Let's unpack the pros and cons to help you make an informed decision.
What are the benefits of overpaying on your mortgage?
Generally speaking, if your mortgage rate is around the same, or higher than your savings rate, then overpaying could be the right option for you.
If you can afford to make extra payments, overpaying your mortgage means you pay less interest in the future and pay off your debt sooner. This means you could save money, compared to the interest you would accrue on savings.
Become debt-free sooner
Overpaying on your mortgage will shorten your mortgage term, making you mortgage free sooner. This means more financial freedom and more disposable income each month, thanks to the fact you’ll no longer be paying your monthly repayments.
Make savings on interest
Paying off a chunk of your mortgage early can save you a significant amount of money on interest payments over the years.
For example, if you have a £250,000 mortgage at 5% with 25 years remaining, a £5,000 lump sum would save you £11,970 in interest over the remainder of your mortgage term. On top of that, it would also shorten your remaining repayment period by 11 months.*
Make savings when you remortgage
When you come to the end of your fixed rate period and you’re looking to remortgage, overpaying can help open better mortgage deals. Overpaying will benefit your loan-to-value ratio which lenders will consider when you are looking for a new mortgage deal.
Loan-to-value is the amount lenders are prepared to lend in relation to the value of your property. For example, if your property is worth £250,000 and you have a mortgage of £200,000, your loan-to-value is 80%, as the mortgage equates to 80% of the property’s value.
Increased equity
With your mortgage paid off entirely, you own 100% of your home, which can be a valuable asset for future financial plans and the future generations of your family.
Improve your credit score
Consistently making on-time mortgage payments, including overpayments, demonstrates financial responsibility and can boost your credit score over time. A strong credit score makes it easier to secure favourable rates on other loans.

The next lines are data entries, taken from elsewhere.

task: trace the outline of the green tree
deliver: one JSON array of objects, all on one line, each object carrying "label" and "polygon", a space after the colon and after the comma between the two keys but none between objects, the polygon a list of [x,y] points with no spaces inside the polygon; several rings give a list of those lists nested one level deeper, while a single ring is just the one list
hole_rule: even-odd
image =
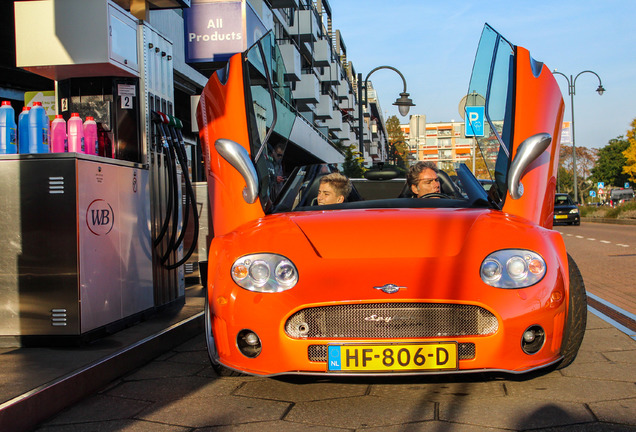
[{"label": "green tree", "polygon": [[364,175],[364,158],[360,156],[358,146],[351,144],[345,149],[345,160],[342,164],[344,175],[349,178],[362,178]]},{"label": "green tree", "polygon": [[389,136],[389,160],[399,167],[408,167],[409,146],[397,116],[391,116],[386,121],[386,132]]},{"label": "green tree", "polygon": [[[598,151],[587,147],[576,147],[576,180],[578,183],[579,202],[585,202],[585,197],[589,195],[593,183],[590,181],[592,168],[596,164]],[[565,175],[567,174],[567,175]],[[572,147],[561,146],[559,152],[559,191],[573,195],[574,191],[574,160],[572,158]]]},{"label": "green tree", "polygon": [[608,186],[622,186],[629,180],[629,176],[623,172],[627,164],[627,158],[623,152],[629,147],[629,142],[622,135],[613,138],[598,151],[598,160],[592,168],[592,180],[604,182]]},{"label": "green tree", "polygon": [[636,118],[632,120],[630,126],[632,128],[627,131],[629,147],[623,152],[623,156],[625,156],[623,174],[628,175],[632,182],[636,182]]}]

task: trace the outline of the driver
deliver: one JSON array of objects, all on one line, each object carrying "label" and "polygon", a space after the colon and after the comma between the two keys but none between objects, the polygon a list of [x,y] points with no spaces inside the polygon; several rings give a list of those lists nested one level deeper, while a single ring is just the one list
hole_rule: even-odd
[{"label": "driver", "polygon": [[440,193],[437,166],[433,162],[418,162],[409,168],[406,181],[411,192],[421,198],[424,195]]}]

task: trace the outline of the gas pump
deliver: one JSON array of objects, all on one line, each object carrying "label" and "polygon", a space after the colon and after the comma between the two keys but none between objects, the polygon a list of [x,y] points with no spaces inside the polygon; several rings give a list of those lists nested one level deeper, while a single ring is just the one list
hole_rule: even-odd
[{"label": "gas pump", "polygon": [[[73,0],[73,19],[109,29],[106,39],[96,38],[95,49],[64,46],[60,52],[78,50],[69,55],[76,64],[63,63],[66,57],[42,64],[39,44],[22,43],[22,35],[32,33],[33,17],[41,29],[69,18],[53,13],[61,2],[19,3],[16,40],[26,60],[18,66],[54,79],[59,112],[95,118],[101,144],[96,156],[0,157],[0,241],[7,245],[0,251],[0,337],[90,339],[185,302],[184,263],[196,246],[184,254],[190,214],[195,230],[198,222],[172,116],[172,44],[110,0]],[[55,34],[40,36],[61,43]],[[95,51],[104,58],[95,61]]]}]

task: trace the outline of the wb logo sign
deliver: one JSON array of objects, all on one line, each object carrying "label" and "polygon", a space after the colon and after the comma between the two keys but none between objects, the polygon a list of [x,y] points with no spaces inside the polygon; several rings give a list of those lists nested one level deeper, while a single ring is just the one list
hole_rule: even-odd
[{"label": "wb logo sign", "polygon": [[484,136],[484,107],[483,106],[467,106],[466,107],[466,136],[481,137]]},{"label": "wb logo sign", "polygon": [[86,209],[86,226],[95,235],[107,235],[115,225],[113,208],[103,199],[96,199]]}]

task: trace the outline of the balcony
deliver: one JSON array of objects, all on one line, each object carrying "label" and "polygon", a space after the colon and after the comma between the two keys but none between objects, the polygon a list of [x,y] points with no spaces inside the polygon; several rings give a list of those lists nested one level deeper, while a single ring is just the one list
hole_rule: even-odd
[{"label": "balcony", "polygon": [[331,85],[339,84],[338,78],[338,64],[331,63],[327,67],[323,68],[322,74],[320,74],[320,82],[328,83]]},{"label": "balcony", "polygon": [[351,87],[346,79],[339,79],[338,83],[338,100],[345,100],[351,94]]},{"label": "balcony", "polygon": [[294,24],[289,26],[289,35],[298,38],[300,42],[315,42],[318,39],[318,20],[316,14],[309,9],[297,10]]},{"label": "balcony", "polygon": [[270,0],[270,3],[272,4],[272,9],[298,9],[298,0]]},{"label": "balcony", "polygon": [[334,110],[333,110],[333,99],[329,95],[320,95],[320,103],[316,106],[316,119],[318,120],[327,120],[333,118]]},{"label": "balcony", "polygon": [[296,89],[292,92],[296,101],[303,104],[316,104],[320,101],[320,81],[312,73],[302,74],[300,81],[296,83]]},{"label": "balcony", "polygon": [[314,43],[314,66],[329,66],[331,62],[331,46],[329,40],[319,39]]},{"label": "balcony", "polygon": [[280,54],[283,57],[283,63],[285,63],[285,69],[287,71],[284,74],[283,79],[285,81],[300,81],[302,72],[301,72],[301,63],[300,63],[300,52],[296,45],[293,43],[278,45],[280,50]]},{"label": "balcony", "polygon": [[342,116],[334,115],[332,118],[327,119],[325,124],[329,128],[330,131],[341,131],[342,130]]}]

What are my options for paying off my mortgage early?
There are two main ways to pay your mortgage off early: you can pay a lump sum in full or increase your monthly payments.
Overpaying your monthly payments may suit you if your household has an increase in monthly income. It can also be a good way to take advantage of low interest rates: paying off as much as you can while interest rates are lower means there’ll be less of your mortgage remaining to pay off, should interest rates increase. You should always speak to an expert before making these types of financial decisions. Please note that some lenders also may have limits on how much you can overpay each much, or impose an Early Repayment Charge.